Table 6, depicts the characterization of the non Cronobacter spp. isolates. All the isolates were identified as putative Cronobacter spp. with API 20E biochemical profiling. However, chromogenic media (α-MUG and DFI) were negative for 8 isolates (Jor20A, Jor27, Jor45, Jor26 Jor100, Jor103, Jor109, and Jor168) while positive for the other 5 isolates (Jor115A, Jor115B, Jor51, Jor151 and Jor153B) and EsPM was negative for 6 samples and positive for 7 samples. These conflicting results stressed the inability of chromogenic methods to provide a reliable test for confirming the identity of the Cronobacter spp. isolates. Table 7 summarized the results obtained by the different methods used for the identification and confirmation of isolates and clearly highlights the inability of any single method to be used as a final confirmation method. Due to the above conflicting results, a final confirmation step was undertaken by sequencing the 16S rRNA gene of the isolates. As a result of final confirmation method only 29 isolates (Table 5) were confirmed as Cronobacter spp. while the other 13 isolates (Table 6) were confirmed as non-Cronobacter spp.

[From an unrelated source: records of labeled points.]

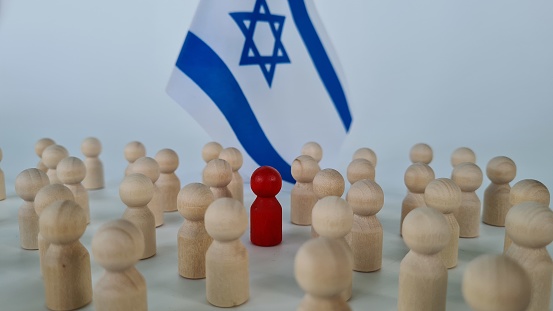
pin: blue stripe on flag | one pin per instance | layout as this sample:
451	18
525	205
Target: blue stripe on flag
320	59
199	62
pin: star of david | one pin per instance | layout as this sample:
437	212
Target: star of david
247	22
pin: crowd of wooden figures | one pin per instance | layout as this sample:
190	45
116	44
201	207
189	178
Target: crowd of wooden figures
347	235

The variation in the above results reflects the genetic heterogeneity among the Cronobacter spp. isolates and/or a high degree of similarity between Cronobacter spp. and some other closely related members of Enterobacteriaceae that tested positive with some of the confirmation tests as depicted in Table 6. This conclusion is supported by very recent reports by Iversen et al., [41, 42] and Barron et al., [33] who have proposed a new scheme for classifying E. sakazakii isolates based on f-AFLP, DNA-DNA hybridization, riboprinting and full-length, 16S rRNA gene sequences and phenotypic characteristics.

Conclusion

Cronobacter spp. are ubiquitous in nature, and herbs and spices appear to be one possible natural reservoir and thus special care should be taken while preparing infant foods or formulas in order to avoid cross-contamination from these sources. Finally, the Cronobacter spp. are very diverse as indicated by the variation in the confirmation results both phenotypic and genotypic. Among the methods, the α-MUG and DFI could be used for putative identification of Cronobacter spp. followed by the SG, OmpA and BAM PCR analysis. However, the 16S rRNA sequence analysis should be used as a final confirmation step and is pivotal for eliminating the doubts shed by the inability of other methods for identification and confirmation of the identity of the Cronobacter spp. Therefore, a combination of confirmation methods might be necessary to completely eliminate false positives and false negatives.